Importante perceber que nos dois exemplos citados acima há a seleção de uma comunicação específica do Sistema do Direito (direito/ não direito) realizada não mais pelo Sistema da Política ou do Direito em sua perspectiva tradicional, vinculado ao Estado. Nesse ambiente, outros sistemas autônomos da sociedade mundial passam a se emancipar, formando-se os fragmentos constitucionais, regulamentos próprios oriundos de normas não produzidas pelo Estado (TEUBNER, 2016).

Em relação à ICANN - Corporation for Assigned Names and Numbers, trata-se de uma associação privada de acordo com o direito associativo da Califórnia. É considerada a organização governamental da internet, que debate questões de governança da internet, trabalhando os nomes de domínio. Embora esteja vinculada em sua origem ao direito norte-americano e subordinada, em princípio, ao direito da Califórnia, a ICANN, no que concerne à sua competência e força regulatória, desvinculou-se do seu criador, podendo até mesmo negar a entidade ou órgão governamental americano o direito de usar um nome de domínio (NEVES, 2009). Teubner (2016) entende que a ICANN desenvolveu normas de direito fundamental transnacionais vinculantes e atentas às particularidades da internet. Na realidade, construiu uma rede de contratos, através dos quais a ICANN pode formar um amplo sistema regulatório para além das fronteiras de sua estruturação formal. Contratos individuais e organizações formais orientam-se para um único fim e, só no plano emergente, formam um complexo regulatório.

No mesmo sentido, Neves (2009) destaca a força regulatória da ICANN na cooperação e resolução de conflitos de difícil solução na transversalidade entre a lex digitalis transnacional e o direito estatal. O autor cita que o problema transconstitucional reside no fato de que os judiciários estatais, caso compreendam que o uso da internet por quem detém um nome de domínio está contrariando princípios ou regras constitucionais da ordem estatal, precisam fazer uma solicitação à ICANN, para que essa entidade privada, com plena autonomia, decida sobre essa solicitação. Os judiciários estatais não dispõem de poder nem meios técnicos para determinar, de forma vinculatória, que seja revogada a atribuição de um nome de domínio a um usuário. Nem, portanto, que haja uma nova atribuição de nome de domínio a um outro usuário. A ICANN dispõe, nesse caso, do poder de decidir se acata ou rejeita, conforme suas próprias normas jurídicas, a decisão estatal.

Em relação à OMC, sem dúvidas é o exemplo de emancipação constitucional mais conhecido.
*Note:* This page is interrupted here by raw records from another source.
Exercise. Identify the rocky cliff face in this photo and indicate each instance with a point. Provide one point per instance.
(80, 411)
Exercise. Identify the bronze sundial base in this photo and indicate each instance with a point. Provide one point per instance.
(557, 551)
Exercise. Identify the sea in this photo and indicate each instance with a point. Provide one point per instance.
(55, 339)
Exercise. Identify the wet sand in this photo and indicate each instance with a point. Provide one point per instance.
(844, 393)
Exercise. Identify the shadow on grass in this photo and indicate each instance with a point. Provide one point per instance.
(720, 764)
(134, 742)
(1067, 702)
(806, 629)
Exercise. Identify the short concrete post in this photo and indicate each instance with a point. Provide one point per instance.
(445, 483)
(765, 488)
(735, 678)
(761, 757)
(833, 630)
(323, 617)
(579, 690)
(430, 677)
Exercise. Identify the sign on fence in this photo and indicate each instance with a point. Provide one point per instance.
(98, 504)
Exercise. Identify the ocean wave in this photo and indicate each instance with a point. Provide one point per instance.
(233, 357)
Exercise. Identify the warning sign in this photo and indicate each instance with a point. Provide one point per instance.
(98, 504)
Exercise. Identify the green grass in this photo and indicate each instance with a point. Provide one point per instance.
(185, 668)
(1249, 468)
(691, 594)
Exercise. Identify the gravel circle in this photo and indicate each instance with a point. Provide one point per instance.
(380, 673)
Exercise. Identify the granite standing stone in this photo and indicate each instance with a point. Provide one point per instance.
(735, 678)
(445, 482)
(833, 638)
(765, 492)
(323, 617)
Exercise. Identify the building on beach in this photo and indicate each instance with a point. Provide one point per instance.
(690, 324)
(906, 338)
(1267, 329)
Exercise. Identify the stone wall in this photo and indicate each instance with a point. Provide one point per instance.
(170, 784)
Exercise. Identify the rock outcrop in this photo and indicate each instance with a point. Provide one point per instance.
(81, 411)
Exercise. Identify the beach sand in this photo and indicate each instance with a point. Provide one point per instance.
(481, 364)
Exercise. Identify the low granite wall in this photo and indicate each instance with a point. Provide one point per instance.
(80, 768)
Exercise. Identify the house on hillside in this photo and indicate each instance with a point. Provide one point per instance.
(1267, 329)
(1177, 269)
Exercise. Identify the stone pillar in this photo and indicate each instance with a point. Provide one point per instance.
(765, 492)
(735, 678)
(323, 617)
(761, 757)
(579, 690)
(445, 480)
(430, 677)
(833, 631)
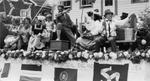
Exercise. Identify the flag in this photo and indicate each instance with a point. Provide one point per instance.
(31, 67)
(27, 78)
(5, 71)
(65, 74)
(31, 72)
(91, 1)
(109, 72)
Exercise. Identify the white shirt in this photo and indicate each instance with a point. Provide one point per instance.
(112, 28)
(97, 28)
(49, 25)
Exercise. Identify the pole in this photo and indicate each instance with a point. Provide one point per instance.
(4, 6)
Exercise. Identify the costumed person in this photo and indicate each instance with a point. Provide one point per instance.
(142, 36)
(25, 33)
(64, 24)
(49, 31)
(13, 37)
(110, 29)
(50, 27)
(35, 41)
(3, 32)
(92, 38)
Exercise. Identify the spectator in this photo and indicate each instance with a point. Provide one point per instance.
(64, 24)
(93, 39)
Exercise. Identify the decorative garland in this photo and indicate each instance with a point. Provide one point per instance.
(63, 56)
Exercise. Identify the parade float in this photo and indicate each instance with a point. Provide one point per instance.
(72, 65)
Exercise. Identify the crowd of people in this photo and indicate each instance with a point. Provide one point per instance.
(92, 34)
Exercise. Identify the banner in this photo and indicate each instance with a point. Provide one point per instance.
(5, 71)
(109, 72)
(28, 70)
(28, 78)
(65, 74)
(31, 67)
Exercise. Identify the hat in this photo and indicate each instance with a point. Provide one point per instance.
(108, 12)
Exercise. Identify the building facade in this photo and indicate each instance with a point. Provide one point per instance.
(80, 7)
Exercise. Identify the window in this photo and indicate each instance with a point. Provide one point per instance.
(139, 1)
(67, 4)
(86, 3)
(108, 2)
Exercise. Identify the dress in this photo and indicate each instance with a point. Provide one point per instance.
(35, 40)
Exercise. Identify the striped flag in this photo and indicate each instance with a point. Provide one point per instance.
(31, 72)
(5, 70)
(65, 74)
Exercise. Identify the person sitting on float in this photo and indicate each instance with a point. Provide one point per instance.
(35, 41)
(111, 24)
(19, 34)
(92, 38)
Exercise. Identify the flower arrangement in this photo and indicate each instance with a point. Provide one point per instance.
(63, 56)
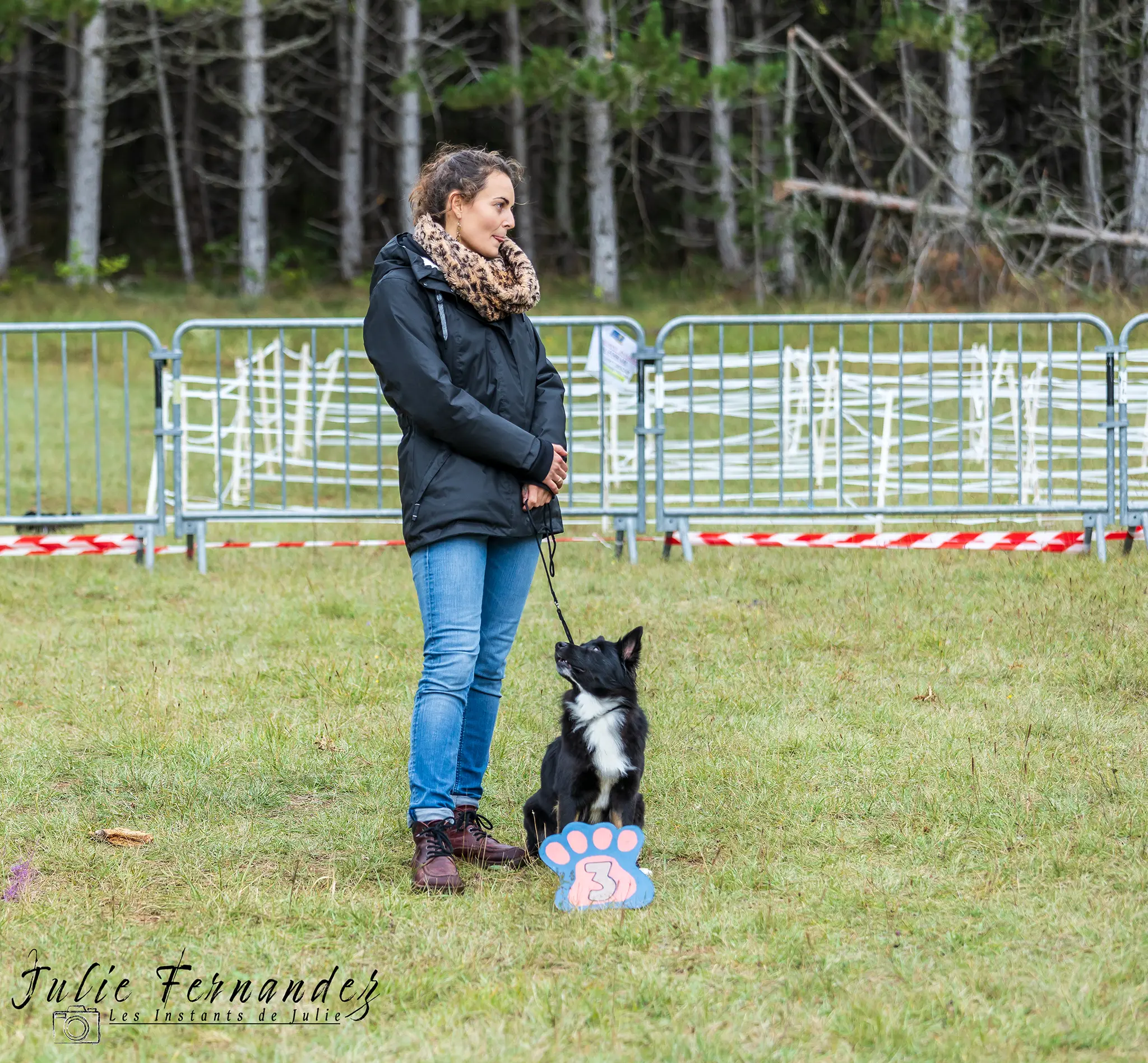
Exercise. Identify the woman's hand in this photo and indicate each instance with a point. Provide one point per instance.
(534, 496)
(557, 475)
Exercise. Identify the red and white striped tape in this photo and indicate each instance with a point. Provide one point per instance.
(1044, 542)
(76, 546)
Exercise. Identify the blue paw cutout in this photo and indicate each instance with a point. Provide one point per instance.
(599, 867)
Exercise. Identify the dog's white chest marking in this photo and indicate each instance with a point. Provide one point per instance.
(602, 731)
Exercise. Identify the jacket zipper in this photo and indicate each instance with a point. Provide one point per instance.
(442, 315)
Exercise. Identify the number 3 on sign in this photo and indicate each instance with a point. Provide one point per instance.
(597, 867)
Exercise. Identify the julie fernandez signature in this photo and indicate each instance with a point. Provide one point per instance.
(187, 999)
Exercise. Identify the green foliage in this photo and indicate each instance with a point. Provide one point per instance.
(929, 30)
(105, 269)
(649, 70)
(294, 269)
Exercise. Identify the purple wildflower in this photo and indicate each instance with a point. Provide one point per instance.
(22, 874)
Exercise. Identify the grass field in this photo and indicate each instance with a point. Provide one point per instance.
(848, 866)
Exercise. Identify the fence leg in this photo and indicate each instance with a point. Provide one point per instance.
(628, 527)
(683, 532)
(145, 552)
(1094, 528)
(1136, 520)
(201, 547)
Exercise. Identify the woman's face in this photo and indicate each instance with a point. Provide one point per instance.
(484, 223)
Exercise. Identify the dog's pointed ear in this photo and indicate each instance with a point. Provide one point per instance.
(629, 649)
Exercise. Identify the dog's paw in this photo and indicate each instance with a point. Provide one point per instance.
(597, 865)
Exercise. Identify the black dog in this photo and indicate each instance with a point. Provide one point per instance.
(594, 770)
Segundo Teubner (2016), a sua constitucionalização ocorreu em quatro direções distintas: a) a juridificação da resolução de conflitos, considerada a mais importante, haja vista que simples painéis que serviam para arbitrar, por meio de negociações diplomáticas, conflitos entre os Estados-membros e a OMC sobre a interpretação do contrato de trabalho, se transformaram ao longo do tempo em genuínos “tribunais”, com ampla competência decisória, hierarquia decisória própria e melhores chances de imporem suas decisões; b) a adoção do princípio da nação mais favorecida; c) a prevalência das normas comerciais sobre o processo político; e d) a opção da eficácia direta. A lex mercatoria desenvolveu, ao longo de sua história, que remonta até o merchant law medieval, um rico acervo de experiências como configuração jurídica autônoma, não-nacional (TEUBNER, 2003).
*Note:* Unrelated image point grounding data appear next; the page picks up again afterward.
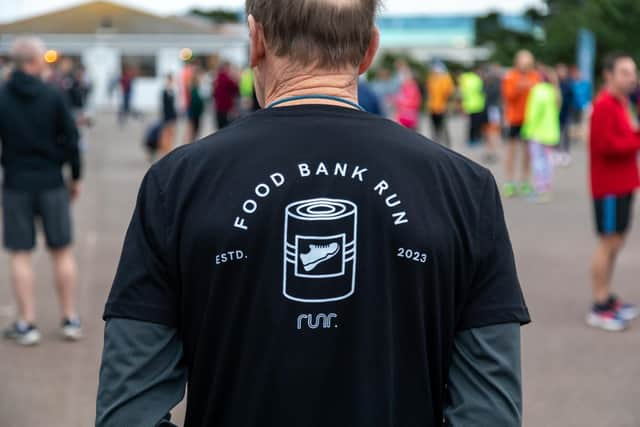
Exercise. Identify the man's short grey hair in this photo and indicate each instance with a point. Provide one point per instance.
(326, 33)
(26, 49)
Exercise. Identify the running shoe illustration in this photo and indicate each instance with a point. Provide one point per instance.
(318, 254)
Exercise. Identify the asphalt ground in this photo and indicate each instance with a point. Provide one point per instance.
(573, 375)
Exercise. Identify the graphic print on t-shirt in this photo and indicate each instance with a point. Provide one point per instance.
(320, 250)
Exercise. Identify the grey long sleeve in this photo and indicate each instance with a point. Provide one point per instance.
(485, 379)
(142, 376)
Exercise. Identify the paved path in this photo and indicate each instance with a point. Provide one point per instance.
(574, 376)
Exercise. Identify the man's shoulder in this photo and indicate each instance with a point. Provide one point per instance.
(390, 139)
(604, 102)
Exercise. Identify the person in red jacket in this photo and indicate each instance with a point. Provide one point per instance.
(614, 147)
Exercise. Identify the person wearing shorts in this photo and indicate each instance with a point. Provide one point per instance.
(516, 85)
(440, 89)
(614, 147)
(34, 191)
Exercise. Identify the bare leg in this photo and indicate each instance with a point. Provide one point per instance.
(602, 266)
(526, 163)
(66, 277)
(510, 160)
(22, 278)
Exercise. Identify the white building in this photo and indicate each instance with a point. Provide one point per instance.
(105, 37)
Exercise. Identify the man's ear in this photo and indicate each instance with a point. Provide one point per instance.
(370, 54)
(257, 47)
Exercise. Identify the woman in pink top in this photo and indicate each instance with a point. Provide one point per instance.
(408, 99)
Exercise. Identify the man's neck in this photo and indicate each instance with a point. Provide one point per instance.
(335, 84)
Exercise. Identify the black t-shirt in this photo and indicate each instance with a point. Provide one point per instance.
(318, 262)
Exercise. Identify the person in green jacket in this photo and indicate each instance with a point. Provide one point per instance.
(541, 128)
(473, 104)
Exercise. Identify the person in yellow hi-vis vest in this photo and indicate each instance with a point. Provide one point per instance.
(473, 104)
(541, 129)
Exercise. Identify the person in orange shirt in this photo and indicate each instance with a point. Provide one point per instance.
(440, 88)
(516, 86)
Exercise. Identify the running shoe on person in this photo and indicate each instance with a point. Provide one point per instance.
(542, 198)
(23, 333)
(71, 329)
(625, 310)
(608, 320)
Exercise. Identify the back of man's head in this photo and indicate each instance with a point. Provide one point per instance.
(27, 54)
(326, 33)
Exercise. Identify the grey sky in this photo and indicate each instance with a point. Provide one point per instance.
(15, 9)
Apesar do histórico da lex mercatoria, Neves (2009) alerta que a sua deficiente autonomia perante os processos econômicos globais, sublinhando-se que ela é extremamente fraca tanto perante os ataques de atores econômicos quanto diante das pressões políticas, e, nesse sentido, permanecerá sendo também no futuro “um direito corrupto”.
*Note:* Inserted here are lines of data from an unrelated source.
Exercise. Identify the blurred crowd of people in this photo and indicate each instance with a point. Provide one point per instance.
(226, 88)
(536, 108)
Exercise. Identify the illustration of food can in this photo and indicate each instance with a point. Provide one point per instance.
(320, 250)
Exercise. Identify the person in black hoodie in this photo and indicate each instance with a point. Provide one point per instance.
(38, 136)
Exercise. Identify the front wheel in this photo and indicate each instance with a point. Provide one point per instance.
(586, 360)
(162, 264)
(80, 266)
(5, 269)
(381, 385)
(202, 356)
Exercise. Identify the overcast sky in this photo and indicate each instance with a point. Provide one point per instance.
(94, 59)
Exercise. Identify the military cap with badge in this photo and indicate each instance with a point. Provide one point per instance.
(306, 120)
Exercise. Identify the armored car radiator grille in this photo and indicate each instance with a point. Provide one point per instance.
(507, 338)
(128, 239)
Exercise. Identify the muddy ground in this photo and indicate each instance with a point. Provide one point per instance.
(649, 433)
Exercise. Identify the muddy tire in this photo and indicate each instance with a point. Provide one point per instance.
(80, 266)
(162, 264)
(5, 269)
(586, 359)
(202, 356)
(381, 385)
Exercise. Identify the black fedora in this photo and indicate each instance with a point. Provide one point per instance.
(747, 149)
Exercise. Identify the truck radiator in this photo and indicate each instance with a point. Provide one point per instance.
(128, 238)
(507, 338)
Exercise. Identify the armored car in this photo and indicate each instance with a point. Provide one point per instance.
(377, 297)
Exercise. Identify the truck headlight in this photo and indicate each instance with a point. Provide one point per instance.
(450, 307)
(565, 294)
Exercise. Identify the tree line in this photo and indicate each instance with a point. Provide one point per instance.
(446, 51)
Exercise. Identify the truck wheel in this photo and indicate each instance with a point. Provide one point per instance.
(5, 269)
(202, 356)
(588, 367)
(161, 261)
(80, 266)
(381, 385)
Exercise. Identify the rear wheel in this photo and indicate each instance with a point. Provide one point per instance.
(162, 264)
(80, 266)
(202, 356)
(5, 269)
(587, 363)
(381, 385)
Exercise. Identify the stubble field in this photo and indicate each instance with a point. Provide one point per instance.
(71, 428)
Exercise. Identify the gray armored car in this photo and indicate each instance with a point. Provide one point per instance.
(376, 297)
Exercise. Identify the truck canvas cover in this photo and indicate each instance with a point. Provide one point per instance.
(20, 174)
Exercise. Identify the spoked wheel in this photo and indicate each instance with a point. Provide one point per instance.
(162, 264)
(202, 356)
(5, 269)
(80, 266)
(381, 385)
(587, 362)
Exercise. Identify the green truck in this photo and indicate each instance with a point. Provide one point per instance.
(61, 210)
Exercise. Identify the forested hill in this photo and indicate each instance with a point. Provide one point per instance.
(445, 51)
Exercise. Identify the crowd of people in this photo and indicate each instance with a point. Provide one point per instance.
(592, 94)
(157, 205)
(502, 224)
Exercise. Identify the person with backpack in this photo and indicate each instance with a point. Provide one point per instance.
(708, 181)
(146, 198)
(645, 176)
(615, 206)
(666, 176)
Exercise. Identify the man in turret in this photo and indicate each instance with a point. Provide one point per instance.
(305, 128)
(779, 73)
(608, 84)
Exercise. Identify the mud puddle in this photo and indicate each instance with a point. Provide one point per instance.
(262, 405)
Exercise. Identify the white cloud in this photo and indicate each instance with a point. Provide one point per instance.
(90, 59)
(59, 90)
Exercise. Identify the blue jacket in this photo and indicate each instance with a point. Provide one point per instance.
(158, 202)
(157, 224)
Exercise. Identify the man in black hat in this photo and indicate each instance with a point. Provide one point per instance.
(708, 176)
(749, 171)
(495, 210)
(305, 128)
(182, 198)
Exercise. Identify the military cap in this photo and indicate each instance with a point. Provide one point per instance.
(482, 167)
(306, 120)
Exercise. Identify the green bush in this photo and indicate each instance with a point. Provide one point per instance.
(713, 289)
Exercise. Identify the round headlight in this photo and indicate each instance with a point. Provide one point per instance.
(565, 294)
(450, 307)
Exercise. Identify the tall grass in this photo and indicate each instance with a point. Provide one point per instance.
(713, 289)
Na realidade, a possibilidade de formação de normas corruptas não é uma exclusividade da lex mercatoria. Teubner (2016) afirma que a relativa independência da política estatal, conquistada pelo direito constitucional de fragmentos globais, será conquistada ao preço de uma nova dependência da constelação de poder e interesses dentro dos fragmentos globais. Contudo, deve-se temer a formação de normas constitucionais “corruptas”, resultantes de um estreito acoplamento de constituições parciais com conjunturas parciais de interesses.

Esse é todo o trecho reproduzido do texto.